In just two weeks, I have already managed to see some of Sevilla’s main attractions, including the Sevilla Cathedral, the world’s third largest church; El Alcázar, an ancient Moorish palace that still hosts the royal family when they visit; and Las Setas, an architecturally amazing and innovative free-standing structure that resembles a group of mushrooms. If the rest of my semester in Spain pans out to be anything like my first few weeks, I will leave here feeling as close to a cultured Sevillan as possible.

That is, if I stay in Sevilla long enough to experience it all. Having already booked weekend trips to Morocco, Portugal and Barcelona, I doubt whether I’ll be able to truly become familiar with my “home city.” The one thing I have been told by friends of mine who have studied abroad is, “I wish I would have stayed home on more weekends.” But with my light course load, I think I will have ample time during the week to do all the exploring I might miss while I’m traveling.

My abroad experience will be different than the majority’s, though, because I have chosen to live in “La Residencia,” dorm-style housing, as opposed to living with a host family. I chose this option because I wanted the freedom I’ve become so used to back at GW. While I’m missing out on home-cooked meals and living in a real house or apartment, I have the social schedule of my choosing, can be as loud as I please and can shower at any time of the day for however long I want – many Spanish families limit their showers to five minutes.

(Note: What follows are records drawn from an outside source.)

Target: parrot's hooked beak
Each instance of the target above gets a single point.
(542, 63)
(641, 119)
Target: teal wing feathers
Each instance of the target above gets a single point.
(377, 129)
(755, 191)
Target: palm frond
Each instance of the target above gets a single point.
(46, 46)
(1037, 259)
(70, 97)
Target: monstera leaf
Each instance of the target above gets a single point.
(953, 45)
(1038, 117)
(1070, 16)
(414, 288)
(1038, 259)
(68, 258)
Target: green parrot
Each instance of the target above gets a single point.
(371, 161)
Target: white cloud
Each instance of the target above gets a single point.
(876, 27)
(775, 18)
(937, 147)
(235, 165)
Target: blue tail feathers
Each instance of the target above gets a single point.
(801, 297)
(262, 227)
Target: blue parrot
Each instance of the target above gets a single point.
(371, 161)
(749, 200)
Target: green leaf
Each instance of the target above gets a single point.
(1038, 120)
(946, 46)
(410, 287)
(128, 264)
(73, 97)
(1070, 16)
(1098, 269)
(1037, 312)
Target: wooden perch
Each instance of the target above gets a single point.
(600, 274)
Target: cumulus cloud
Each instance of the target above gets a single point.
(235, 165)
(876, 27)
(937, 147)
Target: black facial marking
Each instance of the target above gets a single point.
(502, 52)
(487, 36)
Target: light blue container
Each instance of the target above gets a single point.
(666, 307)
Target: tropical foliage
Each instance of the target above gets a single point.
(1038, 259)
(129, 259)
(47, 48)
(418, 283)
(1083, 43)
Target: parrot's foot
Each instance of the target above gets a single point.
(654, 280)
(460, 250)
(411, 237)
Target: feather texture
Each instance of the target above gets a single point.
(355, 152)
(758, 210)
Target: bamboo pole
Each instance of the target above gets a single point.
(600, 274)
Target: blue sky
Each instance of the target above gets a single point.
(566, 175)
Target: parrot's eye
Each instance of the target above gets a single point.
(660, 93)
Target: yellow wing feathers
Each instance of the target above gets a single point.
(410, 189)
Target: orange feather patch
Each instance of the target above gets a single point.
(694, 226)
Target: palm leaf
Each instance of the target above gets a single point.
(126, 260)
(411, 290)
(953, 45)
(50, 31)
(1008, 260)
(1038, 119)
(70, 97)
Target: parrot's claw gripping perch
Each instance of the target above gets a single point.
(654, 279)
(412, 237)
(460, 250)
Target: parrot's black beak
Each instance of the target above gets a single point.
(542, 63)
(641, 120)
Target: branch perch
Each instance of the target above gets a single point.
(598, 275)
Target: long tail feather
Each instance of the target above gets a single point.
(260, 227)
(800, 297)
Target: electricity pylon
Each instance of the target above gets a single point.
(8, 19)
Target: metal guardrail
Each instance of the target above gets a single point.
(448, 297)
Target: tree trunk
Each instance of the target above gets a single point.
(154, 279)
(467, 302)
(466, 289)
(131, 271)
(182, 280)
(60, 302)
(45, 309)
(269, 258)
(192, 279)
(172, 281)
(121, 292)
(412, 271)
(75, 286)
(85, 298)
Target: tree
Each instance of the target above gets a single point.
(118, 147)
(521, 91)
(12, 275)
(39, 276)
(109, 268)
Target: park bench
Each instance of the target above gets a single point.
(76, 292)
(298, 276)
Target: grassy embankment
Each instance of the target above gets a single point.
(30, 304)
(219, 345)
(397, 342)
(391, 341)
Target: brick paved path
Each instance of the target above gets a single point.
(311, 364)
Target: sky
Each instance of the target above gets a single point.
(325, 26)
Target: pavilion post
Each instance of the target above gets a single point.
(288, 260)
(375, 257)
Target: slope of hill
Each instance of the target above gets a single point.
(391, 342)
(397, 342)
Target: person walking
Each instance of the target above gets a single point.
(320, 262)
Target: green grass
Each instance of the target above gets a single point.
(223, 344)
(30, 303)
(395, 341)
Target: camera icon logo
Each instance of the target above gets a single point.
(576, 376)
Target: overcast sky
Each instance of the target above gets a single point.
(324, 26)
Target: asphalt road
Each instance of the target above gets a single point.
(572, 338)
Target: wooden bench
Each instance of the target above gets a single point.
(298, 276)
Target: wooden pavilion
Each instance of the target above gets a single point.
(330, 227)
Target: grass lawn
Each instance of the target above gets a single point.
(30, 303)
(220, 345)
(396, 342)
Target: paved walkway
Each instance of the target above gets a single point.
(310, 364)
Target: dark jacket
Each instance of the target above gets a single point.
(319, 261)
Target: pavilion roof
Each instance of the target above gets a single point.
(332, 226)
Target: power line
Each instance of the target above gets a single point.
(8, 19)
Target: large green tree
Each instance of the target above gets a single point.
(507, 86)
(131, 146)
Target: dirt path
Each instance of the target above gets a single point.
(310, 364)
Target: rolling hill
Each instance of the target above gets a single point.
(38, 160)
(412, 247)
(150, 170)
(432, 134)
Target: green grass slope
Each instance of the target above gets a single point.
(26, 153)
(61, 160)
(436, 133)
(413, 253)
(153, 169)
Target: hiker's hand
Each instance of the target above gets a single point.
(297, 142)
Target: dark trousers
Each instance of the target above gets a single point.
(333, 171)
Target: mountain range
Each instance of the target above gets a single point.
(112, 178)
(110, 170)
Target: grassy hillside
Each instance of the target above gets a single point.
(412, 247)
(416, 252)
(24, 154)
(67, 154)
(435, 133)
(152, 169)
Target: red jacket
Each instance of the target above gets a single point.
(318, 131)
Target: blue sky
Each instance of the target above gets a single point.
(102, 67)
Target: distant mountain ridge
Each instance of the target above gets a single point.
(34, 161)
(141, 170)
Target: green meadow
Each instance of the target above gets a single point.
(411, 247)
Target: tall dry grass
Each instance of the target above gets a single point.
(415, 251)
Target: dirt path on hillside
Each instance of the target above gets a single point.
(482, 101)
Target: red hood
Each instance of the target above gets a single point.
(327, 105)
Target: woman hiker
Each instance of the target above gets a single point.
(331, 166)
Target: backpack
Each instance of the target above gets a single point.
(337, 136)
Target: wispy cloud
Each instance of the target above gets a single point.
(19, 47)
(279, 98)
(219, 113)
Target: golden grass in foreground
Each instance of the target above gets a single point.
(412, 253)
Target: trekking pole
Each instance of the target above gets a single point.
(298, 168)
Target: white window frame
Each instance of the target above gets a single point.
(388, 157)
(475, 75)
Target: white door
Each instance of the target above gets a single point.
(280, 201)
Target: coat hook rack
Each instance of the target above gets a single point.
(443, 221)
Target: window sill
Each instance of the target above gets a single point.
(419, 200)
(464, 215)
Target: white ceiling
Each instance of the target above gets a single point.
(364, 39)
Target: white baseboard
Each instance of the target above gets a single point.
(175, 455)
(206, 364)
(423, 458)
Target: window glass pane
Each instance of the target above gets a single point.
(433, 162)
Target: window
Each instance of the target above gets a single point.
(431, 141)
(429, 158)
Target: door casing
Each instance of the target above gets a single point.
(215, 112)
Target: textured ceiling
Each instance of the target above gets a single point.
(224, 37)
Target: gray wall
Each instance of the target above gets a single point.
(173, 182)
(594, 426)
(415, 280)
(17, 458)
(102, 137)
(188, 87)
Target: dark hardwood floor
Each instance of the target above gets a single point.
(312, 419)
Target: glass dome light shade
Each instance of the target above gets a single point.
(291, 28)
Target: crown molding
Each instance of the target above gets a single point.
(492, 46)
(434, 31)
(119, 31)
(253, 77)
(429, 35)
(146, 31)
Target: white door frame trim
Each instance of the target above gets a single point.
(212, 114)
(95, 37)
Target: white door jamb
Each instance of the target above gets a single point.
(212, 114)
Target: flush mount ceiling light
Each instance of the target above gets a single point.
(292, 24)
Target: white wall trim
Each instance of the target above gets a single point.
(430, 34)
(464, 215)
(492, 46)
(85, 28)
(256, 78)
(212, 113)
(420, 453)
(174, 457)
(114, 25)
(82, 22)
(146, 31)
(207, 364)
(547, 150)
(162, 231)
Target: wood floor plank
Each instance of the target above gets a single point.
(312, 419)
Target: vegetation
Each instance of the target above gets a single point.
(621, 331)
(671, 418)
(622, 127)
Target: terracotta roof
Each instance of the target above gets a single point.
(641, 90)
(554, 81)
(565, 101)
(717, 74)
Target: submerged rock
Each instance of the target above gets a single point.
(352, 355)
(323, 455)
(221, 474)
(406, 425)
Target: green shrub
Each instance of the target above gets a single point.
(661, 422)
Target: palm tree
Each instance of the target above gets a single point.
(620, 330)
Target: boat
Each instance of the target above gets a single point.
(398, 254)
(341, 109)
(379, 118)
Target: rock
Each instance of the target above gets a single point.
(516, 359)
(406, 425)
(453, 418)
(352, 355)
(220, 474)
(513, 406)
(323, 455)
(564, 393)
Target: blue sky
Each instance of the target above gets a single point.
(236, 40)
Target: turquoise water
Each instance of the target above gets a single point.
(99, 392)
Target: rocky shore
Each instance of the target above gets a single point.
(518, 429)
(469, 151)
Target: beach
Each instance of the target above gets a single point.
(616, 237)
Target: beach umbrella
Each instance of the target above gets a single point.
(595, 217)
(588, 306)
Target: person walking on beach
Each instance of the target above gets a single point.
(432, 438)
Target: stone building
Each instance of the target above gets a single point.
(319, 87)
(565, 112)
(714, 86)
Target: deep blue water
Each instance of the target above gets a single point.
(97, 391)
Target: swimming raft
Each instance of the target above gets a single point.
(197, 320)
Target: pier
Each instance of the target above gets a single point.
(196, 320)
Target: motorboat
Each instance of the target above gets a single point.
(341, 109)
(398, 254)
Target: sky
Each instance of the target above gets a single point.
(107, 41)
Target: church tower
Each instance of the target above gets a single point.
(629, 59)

My tiny apartment is equipped with a bathroom, mini fridge and microwave. Bunk beds and one armoire occupy most of the wall space, and I am expected to do my own laundry and hang-dry my clothes. The upside? All I have to do is open my door and walk onto a beautiful rooftop patio that sits directly beneath the warm afternoon sun. I am already counting down the days until the weather is nice enough for me to sit outside and relax on the lounge chair.

So have I fully adjusted to Spanish life, you ask? Probably not. I have, however, been pleasantly surprised at how easily I’ve been able to transition. I am looking forward to the next three months, and I already know coming back to the States will be a little bit more challenging than I had planned.